Nestle is the best company in terms of 5-year returns. In recent years, Nestle India has witnessed tremendous growth, resulting in a market capitalization of ₹1.95 lac crores. Due to the breadth of its product offerings, it is the largest and most successful fast-moving consumer goods (FMCG) company in India.
Nestle S.A. is one of the world’s largest players in the food and beverage sector, holding a 62.7% stake in the Indian unit. One of the many benefits to the Nestle brand is that Nestle India has access to its parent company’s advanced technology and formidable R&D resources. For the past five years, the firm’s PAT has risen by a CAGR of 18%.
Besides, it has kept a healthy return on equity (ROE) of 113% and a return on capital employed (ROCE) of 147%. In addition, the debt-to-equity ratio is extremely low, at only 0.13. Operating margins have been stable at around 22.2% on average.
Dabur India Ltd.
Dabur, founded in Kolkata, made its name as a maker of medical supplies. The firm manufactures products such as ayurvedic medicine, food, and cosmetics. The 5.5% market share that Dabur has achieved in the FMCG stocks category places it among India’s top consumer goods companies.
Consider the following points before investing in an FMCG company
It is important to take into account certain factors before you decide to invest in an FMCG company.
Future growth potential
Among the most important considerations when investing in FMCG stocks is the growth potential of the stock and the sector as a whole.
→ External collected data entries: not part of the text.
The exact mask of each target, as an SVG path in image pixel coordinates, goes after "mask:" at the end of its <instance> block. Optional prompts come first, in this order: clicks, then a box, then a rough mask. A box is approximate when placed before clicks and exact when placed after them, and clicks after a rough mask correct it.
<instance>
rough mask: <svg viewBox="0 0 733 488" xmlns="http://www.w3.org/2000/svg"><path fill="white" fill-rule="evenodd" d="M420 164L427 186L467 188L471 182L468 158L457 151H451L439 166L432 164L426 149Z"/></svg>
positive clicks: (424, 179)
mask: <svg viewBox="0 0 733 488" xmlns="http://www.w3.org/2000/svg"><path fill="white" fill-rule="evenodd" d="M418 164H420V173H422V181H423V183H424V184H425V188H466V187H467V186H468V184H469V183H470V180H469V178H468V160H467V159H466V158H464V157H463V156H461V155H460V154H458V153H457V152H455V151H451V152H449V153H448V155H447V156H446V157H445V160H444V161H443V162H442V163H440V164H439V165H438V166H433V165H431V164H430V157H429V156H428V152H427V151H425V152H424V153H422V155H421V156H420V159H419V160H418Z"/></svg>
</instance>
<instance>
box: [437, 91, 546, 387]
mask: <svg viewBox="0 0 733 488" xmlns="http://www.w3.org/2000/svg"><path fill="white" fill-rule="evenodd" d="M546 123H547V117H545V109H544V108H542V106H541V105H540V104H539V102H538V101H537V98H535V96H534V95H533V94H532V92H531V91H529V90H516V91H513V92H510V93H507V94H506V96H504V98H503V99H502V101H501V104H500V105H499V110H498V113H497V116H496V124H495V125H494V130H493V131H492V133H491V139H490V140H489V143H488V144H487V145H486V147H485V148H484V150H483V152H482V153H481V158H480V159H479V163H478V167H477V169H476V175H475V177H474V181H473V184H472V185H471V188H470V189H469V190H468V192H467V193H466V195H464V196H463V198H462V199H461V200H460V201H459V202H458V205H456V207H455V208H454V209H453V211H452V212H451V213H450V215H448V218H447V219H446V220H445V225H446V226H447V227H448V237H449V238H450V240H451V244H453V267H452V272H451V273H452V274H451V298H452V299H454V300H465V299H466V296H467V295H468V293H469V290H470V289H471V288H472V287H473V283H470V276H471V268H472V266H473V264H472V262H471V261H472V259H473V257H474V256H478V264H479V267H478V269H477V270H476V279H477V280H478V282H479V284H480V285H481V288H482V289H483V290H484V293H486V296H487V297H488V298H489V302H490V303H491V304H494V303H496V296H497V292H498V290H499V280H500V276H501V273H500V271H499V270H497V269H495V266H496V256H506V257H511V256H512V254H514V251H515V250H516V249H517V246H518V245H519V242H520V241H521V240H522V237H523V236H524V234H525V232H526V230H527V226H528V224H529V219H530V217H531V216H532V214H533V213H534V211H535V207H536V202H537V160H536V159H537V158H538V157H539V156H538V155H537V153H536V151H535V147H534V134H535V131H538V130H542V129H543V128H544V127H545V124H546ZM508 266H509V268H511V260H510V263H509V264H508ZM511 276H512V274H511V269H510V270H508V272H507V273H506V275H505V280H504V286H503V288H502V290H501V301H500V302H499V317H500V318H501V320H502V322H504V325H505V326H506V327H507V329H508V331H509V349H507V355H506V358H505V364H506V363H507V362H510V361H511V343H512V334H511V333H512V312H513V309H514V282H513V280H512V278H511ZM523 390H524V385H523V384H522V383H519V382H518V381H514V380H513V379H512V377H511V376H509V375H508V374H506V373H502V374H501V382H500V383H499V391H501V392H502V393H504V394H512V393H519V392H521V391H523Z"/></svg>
If you want to invest wisely, you need to look at a company’s track record and find the ones with the most potential for expansion. Such businesses have a better chance of increasing their share price and generating greater profits in the future.
Current financial results
Profit margins, revenues, return on assets, return on capital employed, return on equity, etc., are just some indicators of a company’s current performance that you should examine. If you want to know what’s happening in the business world, keep an eye on the quarterly reports and any industry-related news or policies.
The fast-moving consumer goods industry in India is booming. There has been an increase in the size of the fast-moving consumer goods (FMCG) market due to consumers’ increasing demand for branded products. Investments in FMCG stocks in India offer promising returns, especially in light of the Indian government’s efforts to modernize the industry.
Why should I invest in FMCG stocks in India in 2023?
Invest in FMCG stocks for stability and growth. Rising middle class and constant demand make them a wise investment choice in 2023.
What are the tax implications of investing in FMCG stocks in India?
Tax implications on Indian FMCG stocks vary based on your holding period. Short-term gains are taxed at regular rates; long-term gains have lower tax rates.
Are there any regulatory considerations for investing in Indian FMCG stocks?
Investing in Indian FMCG stocks may involve compliance with SEBI and RBI regulations. Consult a financial advisor for specific guidance.